Crucially, the essence of healthcare lies in care itself — something that AI tools optimised for efficiency may not always account for. The work of an ASHA worker is not just about recording symptoms and administering checklists; it also includes providing reassurance to anxious mothers, counselling families on nutrition, and offering support that is difficult to quantify. Community members would benefit from an approach that stems from a relational understanding of their position, rather than one that dismisses it as inconsequential to their health needs.
This shift is not merely hypothetical — it represents a broader reconsideration of what AI should optimise for in healthcare. Efficiency is undoubtedly important, but when it comes at the cost of genuine, context-specific care, the system risks losing its most vital human element. By designing AI tools optimised for an ethic of care, we can envision a future where ASHA workers are empowered rather than overburdened, where communities receive holistic, encompassing support rather than purely clinical prescription, and where technology serves as an enabler of care rather than an instrument for productivity.
The Wandering Healer is ultimately a reminder to:
- Listen and consult with the people technology intends to support. The technology aimed at addressing the concerns and challenges of ASHA workers may be far removed from their actual needs, such as adequate compensation and improved working conditions. Without efforts to engage with them, top-down technology design and development processes are likely to be ineffective and may even contribute to new harms and risks.

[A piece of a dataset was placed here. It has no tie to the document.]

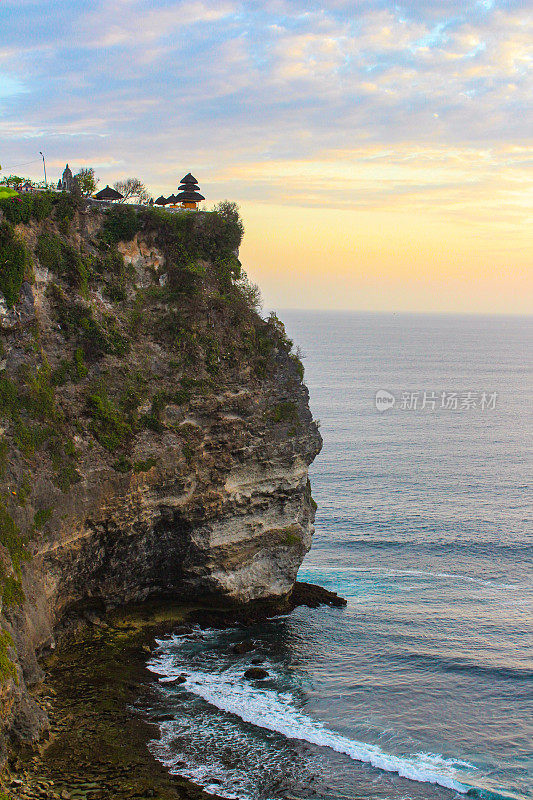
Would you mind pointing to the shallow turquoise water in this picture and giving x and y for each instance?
(422, 686)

- Consider the logic or goals AI optimises for — efficiency is not always the most important or beneficial goal. In healthcare, contextualised patient care and empathy are just as critical.
- Reimagine the opportunities AI can offer us; it doesn't have to be limited to piecemeal solutions. AI can also be harnessed to challenge existing power structures and shift persistent power imbalances. In the story, Nandini programmes DOST to optimise and capture metrics for care, which supports her and her peers in providing holistic care to their communities, while also quantifying the value of their work. It’s a (re)programming of AI that aims to bridge the gaps in the system, instead of working around them.